J.P. Sottile for BuzzFlash: No, the Republicans Are Not a Creation of "The Onion"

MAGA began with Reagan. Nostalgia has turned to grievance as disappointment and resentment has set in. (Thomas Hawk)

May 12, 2022

By J.P. Sottile

Nostalgia has been at the core of the conservative pitch to voters throughout my lifetime. It's been about taking back, returning to and making again. Not about expanding, growing or evolving.

It's reactionary and fearful of losing something, not trailblazing and hopeful of gaining something. It's largely sought to restore America as it was perceived to be in an idealized version of the 1950s, along with its family structure, its social structure and its clearly-defined enemy(ies).

Think of Reagan and his Brylcreamed pompadour, straight off the set of GE Theater and running on the nostalgic slogan "Make America Great Again." Yeah, that line was stolen by another nostalgia-soaked campaign you may be familiar with. And it is not alone. Those themes have been a part of every GOP campaign since Nixon, the example of Jack Kemp notwithstanding.

And why not? Americans repeatedly buy what they are selling. In fact, Americans have largely foreclosed the idea of an expansive political agenda. They've given up on the notion of politics as a source of progress and hope. And it might be that those ideas were essentially foreclosed on them when JFK was publicity executed. If nothing else, that shocking murder ushered the era of nostalgia, as Americans were forced to face what has been lost instead of dreaming of what can be.
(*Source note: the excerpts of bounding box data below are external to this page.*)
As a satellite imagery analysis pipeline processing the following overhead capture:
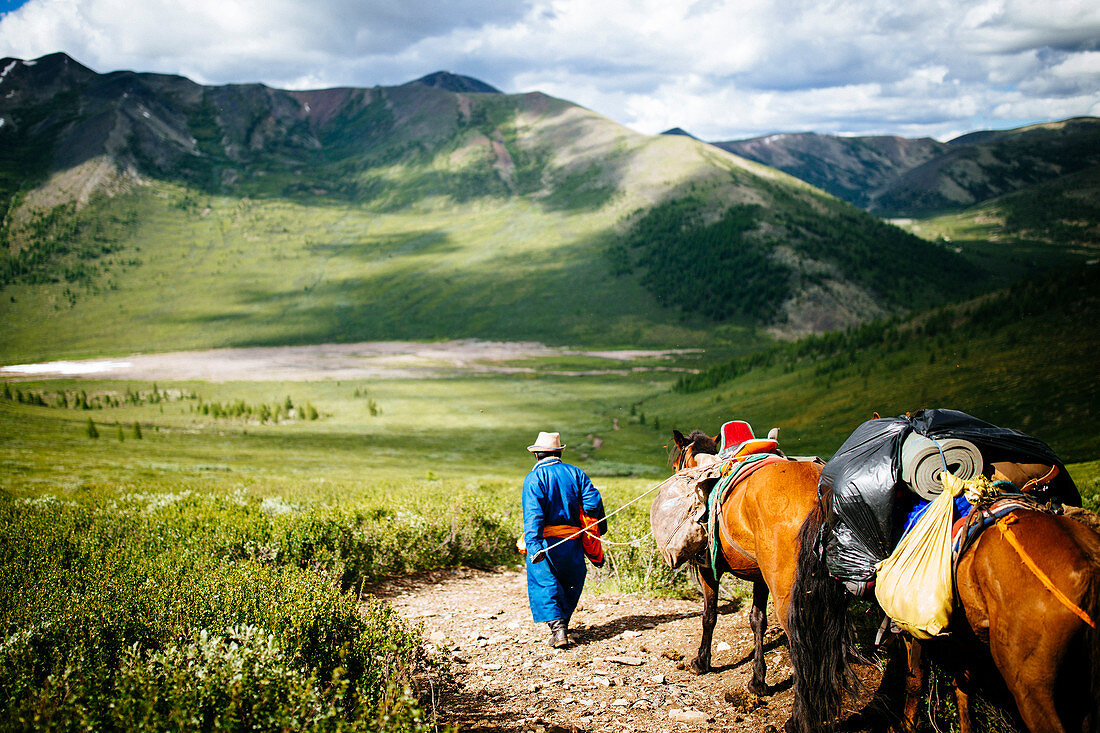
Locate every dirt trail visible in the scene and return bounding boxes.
[373,569,805,733]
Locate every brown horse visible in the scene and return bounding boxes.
[671,430,821,694]
[789,482,1100,733]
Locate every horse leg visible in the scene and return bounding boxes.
[953,670,976,733]
[690,565,718,675]
[749,580,768,696]
[901,634,924,733]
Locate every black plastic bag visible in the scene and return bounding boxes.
[818,409,1081,584]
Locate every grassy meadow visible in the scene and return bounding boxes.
[0,362,695,731]
[0,332,1100,731]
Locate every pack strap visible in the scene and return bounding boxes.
[997,514,1097,628]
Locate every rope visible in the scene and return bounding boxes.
[997,518,1097,628]
[531,473,677,562]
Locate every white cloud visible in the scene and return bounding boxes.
[0,0,1100,140]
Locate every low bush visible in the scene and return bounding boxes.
[0,492,514,731]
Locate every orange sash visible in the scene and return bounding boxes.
[542,510,604,567]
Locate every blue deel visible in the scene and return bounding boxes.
[523,458,604,623]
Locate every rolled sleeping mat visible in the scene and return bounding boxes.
[901,433,985,501]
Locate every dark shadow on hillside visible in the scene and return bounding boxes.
[570,613,699,646]
[305,229,459,263]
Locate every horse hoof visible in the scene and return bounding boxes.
[688,659,711,675]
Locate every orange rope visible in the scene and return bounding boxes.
[997,515,1097,628]
[1020,466,1058,493]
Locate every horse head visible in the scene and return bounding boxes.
[669,430,718,471]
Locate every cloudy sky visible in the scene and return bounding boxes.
[0,0,1100,141]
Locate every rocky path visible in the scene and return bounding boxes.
[374,569,809,733]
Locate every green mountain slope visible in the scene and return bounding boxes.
[638,265,1100,462]
[0,54,982,361]
[714,132,948,208]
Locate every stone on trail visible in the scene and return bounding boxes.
[669,708,710,725]
[606,657,645,667]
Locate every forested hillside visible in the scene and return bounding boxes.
[638,264,1100,461]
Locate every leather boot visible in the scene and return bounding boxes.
[547,619,569,649]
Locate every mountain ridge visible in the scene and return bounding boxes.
[0,55,1025,358]
[712,117,1100,217]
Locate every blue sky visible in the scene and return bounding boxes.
[0,0,1100,141]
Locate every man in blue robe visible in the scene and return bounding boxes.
[523,433,604,648]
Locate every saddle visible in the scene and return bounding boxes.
[706,453,789,568]
[718,420,779,460]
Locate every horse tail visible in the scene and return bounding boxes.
[1085,556,1100,731]
[788,494,853,733]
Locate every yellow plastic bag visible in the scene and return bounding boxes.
[875,471,965,638]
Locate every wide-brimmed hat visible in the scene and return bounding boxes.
[527,433,565,453]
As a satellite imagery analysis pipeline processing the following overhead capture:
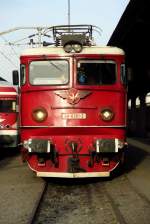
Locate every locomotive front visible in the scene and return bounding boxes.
[16,27,126,178]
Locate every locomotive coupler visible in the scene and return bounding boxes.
[68,141,85,173]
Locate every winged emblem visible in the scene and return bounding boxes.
[55,88,92,104]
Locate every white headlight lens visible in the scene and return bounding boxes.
[64,44,72,53]
[32,108,47,122]
[73,44,82,53]
[101,108,114,121]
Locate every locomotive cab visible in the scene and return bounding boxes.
[17,26,126,178]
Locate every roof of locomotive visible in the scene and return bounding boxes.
[0,81,17,92]
[21,46,125,56]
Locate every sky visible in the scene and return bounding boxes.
[0,0,129,82]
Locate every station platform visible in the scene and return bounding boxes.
[127,138,150,153]
[0,155,44,224]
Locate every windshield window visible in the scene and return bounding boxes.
[29,60,69,85]
[0,99,16,113]
[77,60,116,85]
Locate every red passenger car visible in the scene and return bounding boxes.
[0,81,18,148]
[13,26,126,178]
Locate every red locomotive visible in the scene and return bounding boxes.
[0,81,18,148]
[14,25,127,178]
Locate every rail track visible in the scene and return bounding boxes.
[30,175,150,224]
[28,181,48,224]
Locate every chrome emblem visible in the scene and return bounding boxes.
[55,88,91,105]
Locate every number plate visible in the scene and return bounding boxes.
[62,113,86,119]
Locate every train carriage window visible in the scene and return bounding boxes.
[20,64,26,86]
[121,64,127,86]
[77,60,116,85]
[29,60,69,85]
[0,99,16,113]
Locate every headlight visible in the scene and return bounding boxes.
[101,108,114,121]
[64,44,72,53]
[73,44,82,53]
[32,108,48,122]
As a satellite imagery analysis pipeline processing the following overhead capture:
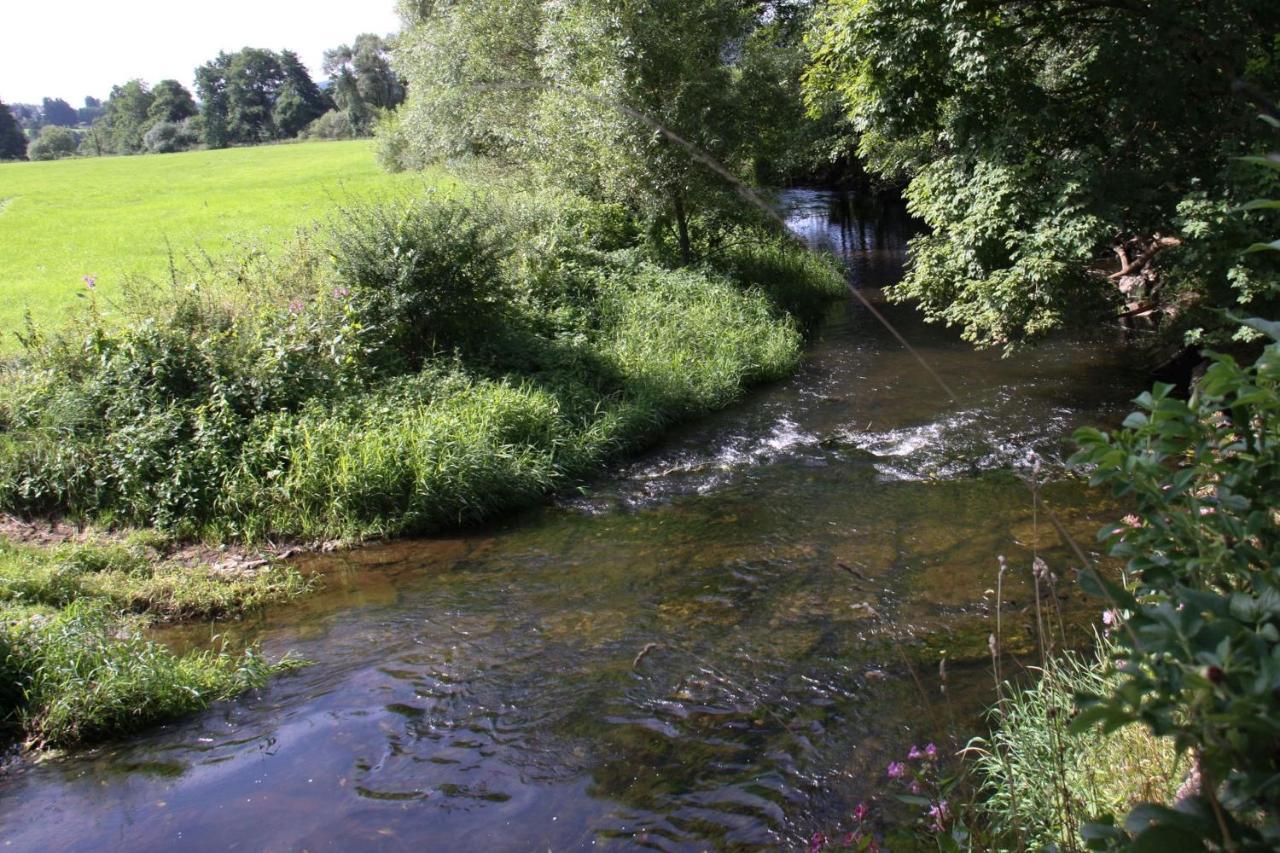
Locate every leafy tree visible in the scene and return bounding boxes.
[40,97,79,127]
[147,79,198,124]
[0,101,27,160]
[273,50,333,138]
[324,33,404,133]
[27,124,79,160]
[76,95,102,124]
[196,47,329,147]
[808,0,1280,345]
[394,0,772,261]
[100,79,155,154]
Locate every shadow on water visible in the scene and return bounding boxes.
[0,191,1139,850]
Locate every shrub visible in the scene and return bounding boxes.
[1074,321,1280,849]
[0,601,292,747]
[27,124,79,160]
[142,119,201,154]
[0,190,829,539]
[298,110,360,140]
[969,639,1188,850]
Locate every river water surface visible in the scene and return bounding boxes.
[0,190,1140,850]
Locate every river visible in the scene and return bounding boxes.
[0,190,1142,850]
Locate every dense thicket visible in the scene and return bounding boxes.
[388,0,844,263]
[0,101,27,160]
[196,47,330,149]
[0,190,842,539]
[808,0,1280,345]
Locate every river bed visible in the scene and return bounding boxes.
[0,190,1142,850]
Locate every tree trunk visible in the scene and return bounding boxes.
[675,192,694,266]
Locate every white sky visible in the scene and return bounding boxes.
[0,0,399,108]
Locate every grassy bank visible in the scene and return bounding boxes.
[973,639,1190,850]
[0,141,439,355]
[0,538,307,748]
[0,189,844,540]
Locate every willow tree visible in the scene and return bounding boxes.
[808,0,1280,345]
[396,0,763,261]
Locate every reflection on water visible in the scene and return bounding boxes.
[0,191,1135,850]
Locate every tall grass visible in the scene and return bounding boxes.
[969,638,1188,850]
[0,599,291,747]
[0,539,308,747]
[0,189,842,539]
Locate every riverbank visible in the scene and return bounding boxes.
[0,179,845,744]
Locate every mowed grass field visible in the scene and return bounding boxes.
[0,140,443,353]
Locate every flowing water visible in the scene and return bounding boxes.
[0,191,1140,850]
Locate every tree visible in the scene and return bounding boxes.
[40,97,79,127]
[196,47,329,147]
[27,124,79,160]
[273,50,332,140]
[396,0,760,263]
[147,79,198,124]
[808,0,1280,345]
[76,95,102,124]
[324,33,404,133]
[0,101,27,160]
[100,79,155,154]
JFK sold a "New Frontier"... and "again" was in the rear view mirror until his brain matter was brutally disbursed onto the car trunk behind him.

Sure, there have been blips along the way. Bill Clinton even used Fleetwood Mac to get us "thinking about tomorrow" to sell us Neoliberalism, but mostly we've been obsessed with the end of our collective innocence and relentlessly seeking a restoration. I guess it is understandable that some want to go back to the time before hope died. Perhaps that's why the 1950s have held such an appeal for so many for so long.

But the pernicious part of nostalgia is that it often whitewashes history, avoids accountability and it absolves its quarry with a halcyon alibi rooted in "a better time." And, most importantly of all, it generates grievances among those who become convinced that their now-gone birthright was taken from them under malicious circumstances. The politics of nostalgia is destined to become the politics of grievance, and the politics of grievance is the end of hope.